Do you QA your Python? Was: 2.1 vs. 2.2

James Logajan JamesL at Lugoj.com
Sat Apr 13 23:04:49 EDT 2002


"Terry Reedy" <tejarex at yahoo.com> wrote:
> 
> "Jens Baader" <nospam at nospam.com> wrote in message
>> If not what's the
>> reason that keeps the people from upgrading to 2.2?
> 
> Perhaps you should ask before jumping to foolish conclusions.  Some
> (overlapping) answers based on newsgroup posts as I remember them:
[ List of alleged reasons... ]
> * ???

Just FYI, I believe you missed a couple of the largest factors why frequent 
upgrades of compilers and interpreters are frowned upon in some places: the 
cost of Quality Assurance (QA) testing and lack of commercial support.

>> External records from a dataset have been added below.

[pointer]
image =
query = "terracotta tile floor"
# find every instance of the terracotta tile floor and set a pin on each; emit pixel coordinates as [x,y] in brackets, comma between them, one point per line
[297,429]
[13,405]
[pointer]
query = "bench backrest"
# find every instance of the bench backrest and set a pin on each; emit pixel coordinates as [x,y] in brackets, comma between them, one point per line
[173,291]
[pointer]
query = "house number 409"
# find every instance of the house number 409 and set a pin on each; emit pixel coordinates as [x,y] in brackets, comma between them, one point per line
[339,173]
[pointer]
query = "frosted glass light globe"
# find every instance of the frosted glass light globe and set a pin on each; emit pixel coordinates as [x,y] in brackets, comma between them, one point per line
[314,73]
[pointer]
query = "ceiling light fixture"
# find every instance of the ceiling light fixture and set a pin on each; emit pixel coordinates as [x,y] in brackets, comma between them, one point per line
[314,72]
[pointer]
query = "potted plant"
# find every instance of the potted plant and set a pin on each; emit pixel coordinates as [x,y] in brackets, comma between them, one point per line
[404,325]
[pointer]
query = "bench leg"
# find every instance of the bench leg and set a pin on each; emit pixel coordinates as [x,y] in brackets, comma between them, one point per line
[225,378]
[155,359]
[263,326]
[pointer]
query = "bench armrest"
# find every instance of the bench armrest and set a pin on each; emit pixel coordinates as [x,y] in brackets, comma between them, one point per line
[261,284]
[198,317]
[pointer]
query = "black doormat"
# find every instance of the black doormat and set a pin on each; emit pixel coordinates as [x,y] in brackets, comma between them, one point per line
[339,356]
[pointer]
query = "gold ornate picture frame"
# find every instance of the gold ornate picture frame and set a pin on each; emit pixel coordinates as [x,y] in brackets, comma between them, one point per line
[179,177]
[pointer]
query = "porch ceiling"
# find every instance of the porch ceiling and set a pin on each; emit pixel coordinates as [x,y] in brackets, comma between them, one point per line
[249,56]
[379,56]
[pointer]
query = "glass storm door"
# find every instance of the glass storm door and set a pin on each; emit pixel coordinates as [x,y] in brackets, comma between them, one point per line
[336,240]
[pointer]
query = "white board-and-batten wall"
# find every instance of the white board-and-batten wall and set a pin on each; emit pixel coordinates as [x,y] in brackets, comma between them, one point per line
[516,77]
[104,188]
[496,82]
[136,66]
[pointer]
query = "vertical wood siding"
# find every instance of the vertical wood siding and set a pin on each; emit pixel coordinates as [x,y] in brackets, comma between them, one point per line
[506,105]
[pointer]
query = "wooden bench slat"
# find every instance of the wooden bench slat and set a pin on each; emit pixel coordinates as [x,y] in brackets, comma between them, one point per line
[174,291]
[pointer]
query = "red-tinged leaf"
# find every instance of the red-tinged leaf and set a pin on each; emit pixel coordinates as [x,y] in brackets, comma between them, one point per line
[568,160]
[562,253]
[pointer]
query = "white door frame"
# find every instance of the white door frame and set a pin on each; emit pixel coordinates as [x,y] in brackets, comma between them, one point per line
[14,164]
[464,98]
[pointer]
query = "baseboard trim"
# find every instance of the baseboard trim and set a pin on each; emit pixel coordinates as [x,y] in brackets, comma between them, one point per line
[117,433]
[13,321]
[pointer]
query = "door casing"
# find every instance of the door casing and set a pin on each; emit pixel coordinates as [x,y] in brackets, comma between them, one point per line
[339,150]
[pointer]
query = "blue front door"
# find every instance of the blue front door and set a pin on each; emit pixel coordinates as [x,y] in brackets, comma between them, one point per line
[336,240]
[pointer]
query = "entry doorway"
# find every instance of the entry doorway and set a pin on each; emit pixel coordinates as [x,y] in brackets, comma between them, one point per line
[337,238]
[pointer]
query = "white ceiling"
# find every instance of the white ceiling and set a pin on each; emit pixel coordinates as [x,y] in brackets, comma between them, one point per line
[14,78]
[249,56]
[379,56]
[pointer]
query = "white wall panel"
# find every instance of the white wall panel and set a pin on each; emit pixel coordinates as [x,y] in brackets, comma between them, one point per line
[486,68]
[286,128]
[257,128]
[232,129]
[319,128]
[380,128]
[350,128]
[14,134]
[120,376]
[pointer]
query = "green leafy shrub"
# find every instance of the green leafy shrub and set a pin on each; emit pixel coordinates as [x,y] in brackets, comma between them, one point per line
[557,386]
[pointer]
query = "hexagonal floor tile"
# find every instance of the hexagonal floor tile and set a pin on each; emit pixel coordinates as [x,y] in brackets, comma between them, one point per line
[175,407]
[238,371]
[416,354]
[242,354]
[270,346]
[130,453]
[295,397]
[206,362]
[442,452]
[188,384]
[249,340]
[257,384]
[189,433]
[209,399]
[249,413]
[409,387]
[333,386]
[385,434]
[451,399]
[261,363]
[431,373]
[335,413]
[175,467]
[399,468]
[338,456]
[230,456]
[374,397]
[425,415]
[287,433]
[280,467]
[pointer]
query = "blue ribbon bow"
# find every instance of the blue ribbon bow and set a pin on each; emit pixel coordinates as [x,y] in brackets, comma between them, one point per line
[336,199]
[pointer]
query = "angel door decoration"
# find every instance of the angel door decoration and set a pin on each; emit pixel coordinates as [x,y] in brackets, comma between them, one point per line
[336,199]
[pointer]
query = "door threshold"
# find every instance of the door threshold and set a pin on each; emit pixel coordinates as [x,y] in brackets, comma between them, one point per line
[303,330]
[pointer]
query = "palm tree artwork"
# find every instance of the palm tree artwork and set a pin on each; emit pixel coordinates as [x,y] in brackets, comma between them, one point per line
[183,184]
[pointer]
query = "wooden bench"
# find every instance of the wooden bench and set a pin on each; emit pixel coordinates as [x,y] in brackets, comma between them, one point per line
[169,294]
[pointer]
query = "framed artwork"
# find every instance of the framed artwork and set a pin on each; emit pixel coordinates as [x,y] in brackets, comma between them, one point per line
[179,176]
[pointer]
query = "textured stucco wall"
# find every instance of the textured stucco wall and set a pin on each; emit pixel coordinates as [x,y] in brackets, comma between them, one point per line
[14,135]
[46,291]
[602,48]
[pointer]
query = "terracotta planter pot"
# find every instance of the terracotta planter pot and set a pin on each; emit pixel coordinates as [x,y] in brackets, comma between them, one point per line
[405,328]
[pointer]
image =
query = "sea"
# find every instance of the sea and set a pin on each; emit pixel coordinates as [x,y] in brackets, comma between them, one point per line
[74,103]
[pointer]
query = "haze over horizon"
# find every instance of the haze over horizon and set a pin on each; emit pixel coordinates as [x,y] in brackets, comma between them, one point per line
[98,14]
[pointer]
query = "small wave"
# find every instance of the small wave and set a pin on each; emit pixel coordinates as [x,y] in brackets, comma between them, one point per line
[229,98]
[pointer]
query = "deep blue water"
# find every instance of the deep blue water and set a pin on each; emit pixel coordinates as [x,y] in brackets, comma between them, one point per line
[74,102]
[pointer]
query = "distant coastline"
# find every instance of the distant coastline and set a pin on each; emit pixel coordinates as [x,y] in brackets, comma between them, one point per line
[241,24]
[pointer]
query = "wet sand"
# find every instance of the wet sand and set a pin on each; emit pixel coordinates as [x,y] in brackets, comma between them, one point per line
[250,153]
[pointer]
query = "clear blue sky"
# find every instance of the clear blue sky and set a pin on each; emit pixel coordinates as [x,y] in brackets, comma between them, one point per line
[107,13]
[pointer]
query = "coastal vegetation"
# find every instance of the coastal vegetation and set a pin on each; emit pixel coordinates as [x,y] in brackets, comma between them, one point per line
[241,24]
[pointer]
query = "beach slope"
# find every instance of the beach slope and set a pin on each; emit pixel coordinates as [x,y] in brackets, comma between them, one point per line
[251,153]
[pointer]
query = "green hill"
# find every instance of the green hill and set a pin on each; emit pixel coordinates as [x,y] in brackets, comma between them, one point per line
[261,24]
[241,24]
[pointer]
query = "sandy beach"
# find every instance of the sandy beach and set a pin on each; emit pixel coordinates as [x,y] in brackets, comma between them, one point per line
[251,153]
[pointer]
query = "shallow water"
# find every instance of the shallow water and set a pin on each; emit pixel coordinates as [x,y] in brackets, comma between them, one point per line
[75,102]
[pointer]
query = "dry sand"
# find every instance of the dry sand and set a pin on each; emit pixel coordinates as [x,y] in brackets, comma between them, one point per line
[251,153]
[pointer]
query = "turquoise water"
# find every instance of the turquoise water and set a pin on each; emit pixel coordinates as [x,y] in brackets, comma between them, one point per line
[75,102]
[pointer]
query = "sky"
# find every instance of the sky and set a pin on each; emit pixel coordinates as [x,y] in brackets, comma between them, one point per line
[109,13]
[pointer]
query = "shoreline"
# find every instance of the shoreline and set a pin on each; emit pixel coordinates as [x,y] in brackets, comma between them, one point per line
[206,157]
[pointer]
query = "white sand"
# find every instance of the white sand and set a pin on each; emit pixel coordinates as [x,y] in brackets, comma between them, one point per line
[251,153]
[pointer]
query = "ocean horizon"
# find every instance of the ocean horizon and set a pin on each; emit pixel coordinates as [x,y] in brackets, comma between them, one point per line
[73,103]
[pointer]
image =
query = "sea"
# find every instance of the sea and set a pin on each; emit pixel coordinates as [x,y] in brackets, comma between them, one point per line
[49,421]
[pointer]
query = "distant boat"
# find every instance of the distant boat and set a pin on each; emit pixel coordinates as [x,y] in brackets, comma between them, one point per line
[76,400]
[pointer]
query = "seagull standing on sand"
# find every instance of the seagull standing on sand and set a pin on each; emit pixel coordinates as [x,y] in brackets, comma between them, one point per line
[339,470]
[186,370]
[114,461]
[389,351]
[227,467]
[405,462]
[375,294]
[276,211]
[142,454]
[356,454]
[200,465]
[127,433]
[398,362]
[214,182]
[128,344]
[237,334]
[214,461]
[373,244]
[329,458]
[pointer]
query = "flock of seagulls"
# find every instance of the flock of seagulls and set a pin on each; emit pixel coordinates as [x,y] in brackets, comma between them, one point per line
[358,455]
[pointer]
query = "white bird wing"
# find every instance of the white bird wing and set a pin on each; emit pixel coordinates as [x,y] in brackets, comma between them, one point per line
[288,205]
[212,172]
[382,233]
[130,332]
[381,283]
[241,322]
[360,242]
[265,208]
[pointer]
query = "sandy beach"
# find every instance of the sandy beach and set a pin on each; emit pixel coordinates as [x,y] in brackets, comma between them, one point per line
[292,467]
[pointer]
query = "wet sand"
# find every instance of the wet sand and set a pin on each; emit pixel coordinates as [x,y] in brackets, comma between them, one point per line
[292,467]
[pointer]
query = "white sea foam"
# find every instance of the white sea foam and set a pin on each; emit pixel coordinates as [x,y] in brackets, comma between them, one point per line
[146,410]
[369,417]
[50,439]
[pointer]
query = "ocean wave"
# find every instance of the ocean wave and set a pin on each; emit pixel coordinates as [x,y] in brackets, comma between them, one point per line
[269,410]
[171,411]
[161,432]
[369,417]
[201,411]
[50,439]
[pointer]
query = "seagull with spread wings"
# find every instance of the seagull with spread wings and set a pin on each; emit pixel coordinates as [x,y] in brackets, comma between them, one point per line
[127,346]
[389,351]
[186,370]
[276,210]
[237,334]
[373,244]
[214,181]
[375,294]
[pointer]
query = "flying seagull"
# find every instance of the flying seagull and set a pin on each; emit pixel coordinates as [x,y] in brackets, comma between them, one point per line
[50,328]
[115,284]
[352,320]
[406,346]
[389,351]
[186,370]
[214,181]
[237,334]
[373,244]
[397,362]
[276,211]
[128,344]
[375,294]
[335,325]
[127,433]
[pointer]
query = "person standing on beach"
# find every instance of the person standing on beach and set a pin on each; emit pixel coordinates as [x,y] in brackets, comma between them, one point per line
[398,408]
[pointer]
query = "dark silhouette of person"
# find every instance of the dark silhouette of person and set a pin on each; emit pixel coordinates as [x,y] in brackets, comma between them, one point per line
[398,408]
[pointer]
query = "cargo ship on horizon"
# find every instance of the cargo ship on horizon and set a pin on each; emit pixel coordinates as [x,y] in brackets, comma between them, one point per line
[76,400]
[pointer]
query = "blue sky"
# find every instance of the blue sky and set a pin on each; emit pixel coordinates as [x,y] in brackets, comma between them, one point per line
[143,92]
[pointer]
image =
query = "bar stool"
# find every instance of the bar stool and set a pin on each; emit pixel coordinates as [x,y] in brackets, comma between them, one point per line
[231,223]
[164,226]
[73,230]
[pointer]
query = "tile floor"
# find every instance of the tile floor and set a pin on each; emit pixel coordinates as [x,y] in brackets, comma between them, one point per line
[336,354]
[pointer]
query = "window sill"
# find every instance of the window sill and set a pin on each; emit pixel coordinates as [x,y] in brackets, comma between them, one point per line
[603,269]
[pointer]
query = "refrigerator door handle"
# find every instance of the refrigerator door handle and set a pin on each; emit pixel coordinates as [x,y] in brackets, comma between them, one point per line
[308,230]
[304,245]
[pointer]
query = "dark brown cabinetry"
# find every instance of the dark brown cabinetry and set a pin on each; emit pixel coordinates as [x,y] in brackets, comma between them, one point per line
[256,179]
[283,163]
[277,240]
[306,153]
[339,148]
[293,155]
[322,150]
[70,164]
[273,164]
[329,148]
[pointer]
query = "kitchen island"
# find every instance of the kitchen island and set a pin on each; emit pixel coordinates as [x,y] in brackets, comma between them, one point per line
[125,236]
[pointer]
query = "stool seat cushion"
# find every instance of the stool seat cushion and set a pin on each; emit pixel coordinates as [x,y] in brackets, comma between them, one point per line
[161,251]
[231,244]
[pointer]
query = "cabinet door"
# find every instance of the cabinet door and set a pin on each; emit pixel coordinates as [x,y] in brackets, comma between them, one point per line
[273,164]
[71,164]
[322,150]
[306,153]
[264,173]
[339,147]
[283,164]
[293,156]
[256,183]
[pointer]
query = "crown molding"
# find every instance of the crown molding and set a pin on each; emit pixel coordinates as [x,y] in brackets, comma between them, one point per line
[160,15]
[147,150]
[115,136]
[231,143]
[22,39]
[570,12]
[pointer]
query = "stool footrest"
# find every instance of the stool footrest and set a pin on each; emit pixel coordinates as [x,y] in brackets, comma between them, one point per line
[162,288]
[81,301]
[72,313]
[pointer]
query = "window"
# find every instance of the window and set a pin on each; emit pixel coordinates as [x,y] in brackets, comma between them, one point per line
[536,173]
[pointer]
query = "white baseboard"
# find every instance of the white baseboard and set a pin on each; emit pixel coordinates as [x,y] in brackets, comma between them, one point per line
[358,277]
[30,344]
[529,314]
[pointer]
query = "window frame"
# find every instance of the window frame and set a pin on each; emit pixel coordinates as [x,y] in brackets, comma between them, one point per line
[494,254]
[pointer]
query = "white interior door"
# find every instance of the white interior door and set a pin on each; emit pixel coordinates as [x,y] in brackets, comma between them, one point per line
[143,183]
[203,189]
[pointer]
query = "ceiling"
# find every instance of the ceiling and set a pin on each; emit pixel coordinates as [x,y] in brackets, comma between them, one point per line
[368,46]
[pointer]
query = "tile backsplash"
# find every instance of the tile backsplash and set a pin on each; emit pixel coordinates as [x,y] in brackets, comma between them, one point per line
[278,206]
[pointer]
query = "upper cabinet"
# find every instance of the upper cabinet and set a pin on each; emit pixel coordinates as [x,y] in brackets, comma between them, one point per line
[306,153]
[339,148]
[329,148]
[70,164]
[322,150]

QA 
takes time and money. It may take someone only a few minutes to download 
and install the latest version of Python, but a properly run software 
development shop will run QA tests on their applications when changing 
something as important as a compiler or interpreter. Besides, the adage "if 
it ain't broke, don't fix it" is also followed a lot, with justifiable 
reasons. "Hey boss, let's move to version X+1 of this compiler/interpreter 
cause it has these new features," is a tough sell anyplace that has a 
budget and other higher priorities.

Another important criteria in commercial environments is what versions are 
supported commercially. The "core competencies" of many businesses is in 
the specific applications they write, not compiler or interepter 
development. And open source can't change that limitation. Business people 
believe in contractual obligations and monetary incentives as their 
insurance that support will be there when they need it.